Nicolas Falcimaigne, Le Mouton NOIR, Rimouski, mai-juin 2014
Tout va mal. Caroline Jacques le sait. Extinction des espèces et des écosystèmes, projets pétroliers, peuple endormi… Tout va mal. La militante le dénonce sur toutes les tribunes. Mais l’artiste peint le beau. Le si beau qu’il en est provocant.
Une tempête de neige a salué le vernissage de l’exposition printanière de Caroline Jacques au Musée du Bas-Saint-Laurent, à Rivière-du-Loup. Des baleines sur des toiles géantes, bien à leur place dans la vaste salle. Quelques pas dans le fleuve aux mille vies, si fragiles. « Je peins le beau en espérant que ça aura un effet sur les gens, les conscientisant. C’est comme une prière », explique l’artiste de Saint-Fabien qui travaille au trait vif, expressionniste, découpé et qui manie aussi bien le dripping que l’estampe.

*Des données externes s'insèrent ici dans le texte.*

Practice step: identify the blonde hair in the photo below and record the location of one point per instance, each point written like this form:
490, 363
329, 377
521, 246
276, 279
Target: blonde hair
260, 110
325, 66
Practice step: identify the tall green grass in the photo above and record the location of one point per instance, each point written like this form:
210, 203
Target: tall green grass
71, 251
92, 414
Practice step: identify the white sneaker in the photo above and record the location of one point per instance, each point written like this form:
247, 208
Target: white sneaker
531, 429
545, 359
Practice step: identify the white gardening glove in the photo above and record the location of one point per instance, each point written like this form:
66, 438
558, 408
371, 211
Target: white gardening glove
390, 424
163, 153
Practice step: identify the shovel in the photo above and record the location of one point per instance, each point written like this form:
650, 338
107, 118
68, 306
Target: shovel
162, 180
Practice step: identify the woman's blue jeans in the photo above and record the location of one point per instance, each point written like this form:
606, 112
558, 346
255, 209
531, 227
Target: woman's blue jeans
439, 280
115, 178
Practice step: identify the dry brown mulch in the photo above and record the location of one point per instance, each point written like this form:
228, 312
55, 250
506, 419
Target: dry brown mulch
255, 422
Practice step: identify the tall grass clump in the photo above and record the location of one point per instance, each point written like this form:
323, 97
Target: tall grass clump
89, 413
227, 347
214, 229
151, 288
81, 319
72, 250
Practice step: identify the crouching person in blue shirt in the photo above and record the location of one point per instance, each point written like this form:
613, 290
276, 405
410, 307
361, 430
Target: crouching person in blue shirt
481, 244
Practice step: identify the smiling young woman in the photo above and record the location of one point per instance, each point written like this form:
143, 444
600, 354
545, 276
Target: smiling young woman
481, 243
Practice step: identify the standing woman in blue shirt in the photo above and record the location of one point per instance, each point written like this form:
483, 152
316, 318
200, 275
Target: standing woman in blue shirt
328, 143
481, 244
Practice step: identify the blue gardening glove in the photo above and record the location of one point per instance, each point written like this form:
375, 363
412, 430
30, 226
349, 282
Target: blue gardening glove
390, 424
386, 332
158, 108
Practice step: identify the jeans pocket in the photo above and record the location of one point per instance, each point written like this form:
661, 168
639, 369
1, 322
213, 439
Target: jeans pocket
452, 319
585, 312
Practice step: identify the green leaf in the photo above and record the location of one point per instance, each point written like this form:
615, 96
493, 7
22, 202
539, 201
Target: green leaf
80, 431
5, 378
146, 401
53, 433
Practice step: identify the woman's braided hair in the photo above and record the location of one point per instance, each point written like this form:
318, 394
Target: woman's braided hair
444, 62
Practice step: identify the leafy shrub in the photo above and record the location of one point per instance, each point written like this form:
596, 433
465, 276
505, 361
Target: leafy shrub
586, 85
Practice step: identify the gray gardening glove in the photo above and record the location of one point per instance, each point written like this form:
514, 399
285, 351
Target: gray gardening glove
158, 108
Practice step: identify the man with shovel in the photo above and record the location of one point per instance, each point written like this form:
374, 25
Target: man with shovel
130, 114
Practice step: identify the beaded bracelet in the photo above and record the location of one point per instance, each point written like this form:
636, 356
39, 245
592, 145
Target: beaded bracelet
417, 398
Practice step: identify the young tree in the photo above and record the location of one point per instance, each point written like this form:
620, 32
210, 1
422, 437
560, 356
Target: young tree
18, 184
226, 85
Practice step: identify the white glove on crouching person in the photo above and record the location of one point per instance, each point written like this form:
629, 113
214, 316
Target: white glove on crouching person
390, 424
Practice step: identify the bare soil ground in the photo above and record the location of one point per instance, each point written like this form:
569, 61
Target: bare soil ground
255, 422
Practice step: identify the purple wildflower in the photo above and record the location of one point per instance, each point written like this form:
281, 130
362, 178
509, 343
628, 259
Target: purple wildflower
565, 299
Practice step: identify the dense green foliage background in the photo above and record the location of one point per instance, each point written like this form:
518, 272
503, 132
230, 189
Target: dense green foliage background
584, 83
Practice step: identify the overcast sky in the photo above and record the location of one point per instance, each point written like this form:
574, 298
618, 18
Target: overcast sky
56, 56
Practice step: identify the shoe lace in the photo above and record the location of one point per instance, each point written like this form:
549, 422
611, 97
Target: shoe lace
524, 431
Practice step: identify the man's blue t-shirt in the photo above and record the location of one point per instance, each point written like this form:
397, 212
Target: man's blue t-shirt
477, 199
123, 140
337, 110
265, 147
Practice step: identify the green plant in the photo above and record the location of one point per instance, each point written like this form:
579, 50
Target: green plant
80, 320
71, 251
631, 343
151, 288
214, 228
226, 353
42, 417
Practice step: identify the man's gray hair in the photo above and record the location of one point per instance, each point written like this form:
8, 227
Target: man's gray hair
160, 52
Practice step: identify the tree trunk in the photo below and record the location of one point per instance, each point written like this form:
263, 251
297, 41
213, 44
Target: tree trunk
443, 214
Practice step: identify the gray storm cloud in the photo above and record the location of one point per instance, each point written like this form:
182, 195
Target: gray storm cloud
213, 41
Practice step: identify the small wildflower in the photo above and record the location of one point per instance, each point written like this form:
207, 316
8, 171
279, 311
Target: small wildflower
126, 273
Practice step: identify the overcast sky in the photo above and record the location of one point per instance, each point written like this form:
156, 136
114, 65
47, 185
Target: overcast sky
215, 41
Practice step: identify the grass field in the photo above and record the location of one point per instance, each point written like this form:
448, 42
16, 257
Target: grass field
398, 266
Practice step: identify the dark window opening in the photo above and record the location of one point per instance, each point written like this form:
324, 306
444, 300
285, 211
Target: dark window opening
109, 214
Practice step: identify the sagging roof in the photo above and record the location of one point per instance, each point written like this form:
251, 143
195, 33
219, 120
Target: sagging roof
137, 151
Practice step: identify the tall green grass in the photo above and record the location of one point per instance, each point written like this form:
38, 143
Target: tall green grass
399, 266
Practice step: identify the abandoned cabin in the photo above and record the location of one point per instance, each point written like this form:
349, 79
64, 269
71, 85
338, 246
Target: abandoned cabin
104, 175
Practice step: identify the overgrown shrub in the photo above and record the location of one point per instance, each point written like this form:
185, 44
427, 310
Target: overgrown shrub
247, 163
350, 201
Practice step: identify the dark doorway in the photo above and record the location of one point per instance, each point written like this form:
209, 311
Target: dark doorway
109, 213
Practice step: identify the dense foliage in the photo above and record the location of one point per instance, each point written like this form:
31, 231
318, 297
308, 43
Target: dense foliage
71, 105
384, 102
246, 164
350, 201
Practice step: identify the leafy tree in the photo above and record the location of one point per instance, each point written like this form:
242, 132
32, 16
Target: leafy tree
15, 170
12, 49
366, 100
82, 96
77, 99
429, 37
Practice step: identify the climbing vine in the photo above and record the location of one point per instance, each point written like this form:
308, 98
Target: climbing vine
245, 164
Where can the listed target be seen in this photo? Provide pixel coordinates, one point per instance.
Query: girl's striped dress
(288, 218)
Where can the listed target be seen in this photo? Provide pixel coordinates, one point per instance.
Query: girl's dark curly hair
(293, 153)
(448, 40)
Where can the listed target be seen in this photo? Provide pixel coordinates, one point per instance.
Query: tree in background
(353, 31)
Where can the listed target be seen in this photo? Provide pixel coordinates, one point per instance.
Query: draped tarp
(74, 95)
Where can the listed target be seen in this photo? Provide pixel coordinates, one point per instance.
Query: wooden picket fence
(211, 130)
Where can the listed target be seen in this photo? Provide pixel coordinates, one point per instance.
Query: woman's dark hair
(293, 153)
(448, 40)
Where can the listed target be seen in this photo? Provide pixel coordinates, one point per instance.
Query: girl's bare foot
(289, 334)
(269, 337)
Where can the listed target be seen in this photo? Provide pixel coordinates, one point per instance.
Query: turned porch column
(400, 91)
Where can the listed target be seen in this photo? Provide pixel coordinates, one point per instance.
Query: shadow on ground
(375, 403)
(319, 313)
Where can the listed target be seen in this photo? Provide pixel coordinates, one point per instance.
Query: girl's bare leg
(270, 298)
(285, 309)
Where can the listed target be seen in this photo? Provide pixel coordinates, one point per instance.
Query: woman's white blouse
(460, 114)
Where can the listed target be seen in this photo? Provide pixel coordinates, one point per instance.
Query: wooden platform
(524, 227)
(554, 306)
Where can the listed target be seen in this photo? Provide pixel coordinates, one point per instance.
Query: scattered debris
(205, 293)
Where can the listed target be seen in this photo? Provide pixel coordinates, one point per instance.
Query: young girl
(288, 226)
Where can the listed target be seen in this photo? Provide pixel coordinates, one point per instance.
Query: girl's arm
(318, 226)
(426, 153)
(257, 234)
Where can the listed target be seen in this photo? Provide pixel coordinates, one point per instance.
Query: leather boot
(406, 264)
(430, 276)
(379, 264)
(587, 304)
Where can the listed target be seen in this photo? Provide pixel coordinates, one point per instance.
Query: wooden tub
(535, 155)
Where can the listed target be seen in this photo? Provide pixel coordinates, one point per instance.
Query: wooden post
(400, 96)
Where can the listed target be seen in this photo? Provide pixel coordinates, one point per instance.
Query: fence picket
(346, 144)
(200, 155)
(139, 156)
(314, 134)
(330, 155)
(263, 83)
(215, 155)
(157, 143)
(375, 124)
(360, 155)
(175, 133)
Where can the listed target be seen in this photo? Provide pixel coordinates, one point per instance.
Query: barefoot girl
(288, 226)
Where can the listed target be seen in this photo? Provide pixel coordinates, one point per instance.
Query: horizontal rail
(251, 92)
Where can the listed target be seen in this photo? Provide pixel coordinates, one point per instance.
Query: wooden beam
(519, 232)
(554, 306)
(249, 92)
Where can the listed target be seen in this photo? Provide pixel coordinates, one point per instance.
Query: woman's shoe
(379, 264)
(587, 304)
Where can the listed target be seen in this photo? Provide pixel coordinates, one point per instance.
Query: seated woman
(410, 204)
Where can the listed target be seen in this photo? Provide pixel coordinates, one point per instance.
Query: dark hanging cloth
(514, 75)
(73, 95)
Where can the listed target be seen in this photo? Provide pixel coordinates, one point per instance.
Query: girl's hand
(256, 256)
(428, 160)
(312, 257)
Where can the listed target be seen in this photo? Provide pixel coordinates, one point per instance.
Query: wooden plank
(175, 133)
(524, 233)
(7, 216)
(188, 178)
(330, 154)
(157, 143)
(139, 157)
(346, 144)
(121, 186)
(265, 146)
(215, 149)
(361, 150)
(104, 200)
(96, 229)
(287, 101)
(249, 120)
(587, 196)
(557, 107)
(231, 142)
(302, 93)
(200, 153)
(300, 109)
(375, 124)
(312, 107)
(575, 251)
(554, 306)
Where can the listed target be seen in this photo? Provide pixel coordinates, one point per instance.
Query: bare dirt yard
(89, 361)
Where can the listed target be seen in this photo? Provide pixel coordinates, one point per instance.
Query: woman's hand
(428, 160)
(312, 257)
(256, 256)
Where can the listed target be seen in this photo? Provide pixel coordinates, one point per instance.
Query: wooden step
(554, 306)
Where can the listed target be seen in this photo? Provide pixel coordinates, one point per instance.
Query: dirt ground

Caroline Jacques a conservé les lignes de cartographie abstraite qui sont sa signature depuis des années. De cette trame où l’humain a laissé sa trace, elle fait émerger la masse organique, comme pour l’en sauver. Ici, c’est la baleine, qui se fond en l’artiste et en nous, pour devenir un autoportrait, un miroir.
« C’est assez »
Témoins discrets d’un art engagé, les titres d’œuvres sont éloquents. L’un d’eux, reproduit en toutes lettres sur la toile, s’écrie : « C’est assez », avec une queue de baleine brandie tel un arrêt-stop. Jeu de mots convenu, message limpide.
« Oculus megaptera », l’œil qui voit toutes les frasques de l’humain, est un œil grandeur nature dans la lignée des toiles sombres de Caroline Jacques, où parfois s’ouvrent trous noirs et tourbillons inquiétants. Une pièce très intérieure, marquante pour qui osera y mirer son cœur. « L’œil de la baleine contient l’histoire du monde », résume l’artiste.
Son « Hommage à Magtogoek », œuvre maîtresse de la série, montre le Saint-Laurent découpé en une mosaïque foisonnant d’animaux. Depuis deux ans, les êtres sont « apparus spontanément dans l’image, même des animaux dont j’ignorais l’existence », confie l’artiste encore étonnée. Le seul humain qui s’y est glissé est un enfant qui semble contempler la biodiversité.
Contre les hydrocarbures
« La baleine était le pétrole du passé », rappelle l’artiste en évoquant l’huile de baleine qui éclairait l’Europe avant l’ère industrielle. « Aujourd’hui, les énergies fossiles sont sa nouvelle menace. » Le chenal migratoire au nord de l’île d’Anticosti a d’ailleurs connu un déversement à Sept-Îles il y a quelques mois.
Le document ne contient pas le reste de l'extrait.